Regarding Israel, the EU stated it is “concerned about destruction and confiscation of Union-funded projects in the West Bank” and reiterated the position of the European Council that “all agreements between Israel and the EU must unequivocally and explicitly indicate the inapplicability to the territories occupied by Israel since 1967.”

IMPACT-se CEO Marcus Sheff said the PA “lobbied hard in Brussels against this resolution, but found itself up against the hard reality of its hateful school curriculum and the anger and frustration of European Parliament members with a Palestinian national strategy of inciting schoolchildren to hate and violence on their dime, year after year.”

The European Union, the PA’s largest donor, helps to pay the salaries of the PA’s many civil servants, constituting a significant chunk of the West Bank economy. Between 2008 and 2020, Brussels sent around $2.5 billion in direct budget support to the PA.

But PA textbooks have long been a subject of controversy. Watchdogs have slammed the curricula for allegedly promoting violence and glorifying terrorism. The PA defends them as a faithful reflection of their national narrative.

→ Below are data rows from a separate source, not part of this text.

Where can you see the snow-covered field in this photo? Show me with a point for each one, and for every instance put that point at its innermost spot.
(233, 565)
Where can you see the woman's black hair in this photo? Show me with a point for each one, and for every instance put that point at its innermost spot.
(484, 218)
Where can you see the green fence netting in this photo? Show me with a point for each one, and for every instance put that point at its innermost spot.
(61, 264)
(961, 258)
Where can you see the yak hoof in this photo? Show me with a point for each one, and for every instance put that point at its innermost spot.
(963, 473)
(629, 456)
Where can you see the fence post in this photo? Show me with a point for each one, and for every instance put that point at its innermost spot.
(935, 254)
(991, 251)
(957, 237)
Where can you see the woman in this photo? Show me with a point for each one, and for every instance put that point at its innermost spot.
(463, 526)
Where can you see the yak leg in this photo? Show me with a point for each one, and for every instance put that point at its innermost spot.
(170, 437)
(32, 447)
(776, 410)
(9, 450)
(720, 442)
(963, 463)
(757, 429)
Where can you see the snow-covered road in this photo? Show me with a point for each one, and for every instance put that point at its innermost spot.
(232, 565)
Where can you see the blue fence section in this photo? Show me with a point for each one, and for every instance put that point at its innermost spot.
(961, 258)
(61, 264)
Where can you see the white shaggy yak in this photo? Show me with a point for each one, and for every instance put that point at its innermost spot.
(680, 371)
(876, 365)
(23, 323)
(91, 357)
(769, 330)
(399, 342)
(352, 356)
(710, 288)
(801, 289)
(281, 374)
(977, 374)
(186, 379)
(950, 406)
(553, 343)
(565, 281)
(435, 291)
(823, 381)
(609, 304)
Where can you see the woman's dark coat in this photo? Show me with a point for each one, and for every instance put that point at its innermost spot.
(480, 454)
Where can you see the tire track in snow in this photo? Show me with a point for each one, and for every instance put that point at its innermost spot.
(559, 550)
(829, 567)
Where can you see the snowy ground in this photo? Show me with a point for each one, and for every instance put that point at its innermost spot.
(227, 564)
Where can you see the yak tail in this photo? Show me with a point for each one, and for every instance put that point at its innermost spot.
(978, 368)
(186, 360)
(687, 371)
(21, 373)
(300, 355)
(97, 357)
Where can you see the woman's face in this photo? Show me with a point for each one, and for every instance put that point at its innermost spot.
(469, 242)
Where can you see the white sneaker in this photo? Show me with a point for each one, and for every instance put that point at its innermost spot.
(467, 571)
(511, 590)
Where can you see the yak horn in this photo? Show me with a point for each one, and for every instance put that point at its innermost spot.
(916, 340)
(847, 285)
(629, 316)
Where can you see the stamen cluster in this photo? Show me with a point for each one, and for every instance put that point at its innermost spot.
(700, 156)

Olivér Várhelyi, the Commissioner for Neighbourhood and Enlargement, during a meeting of the European Parliament’s Foreign Affairs Committee, May 2020 (Twitter)

Last week EU Commissioner Oliver Varhelyi announced after meeting Israeli Foreign Minister Eli Cohen in Brussels that the EU “will make sure it’s not funding Palestinian textbooks that incite against Israel.”

According to Israel, Varhelyi promises that no EU funding will reach terror groups, even indirectly.

Last year, the EU for months held up hundreds of millions of dollars in funding for the PA over the textbook content issue.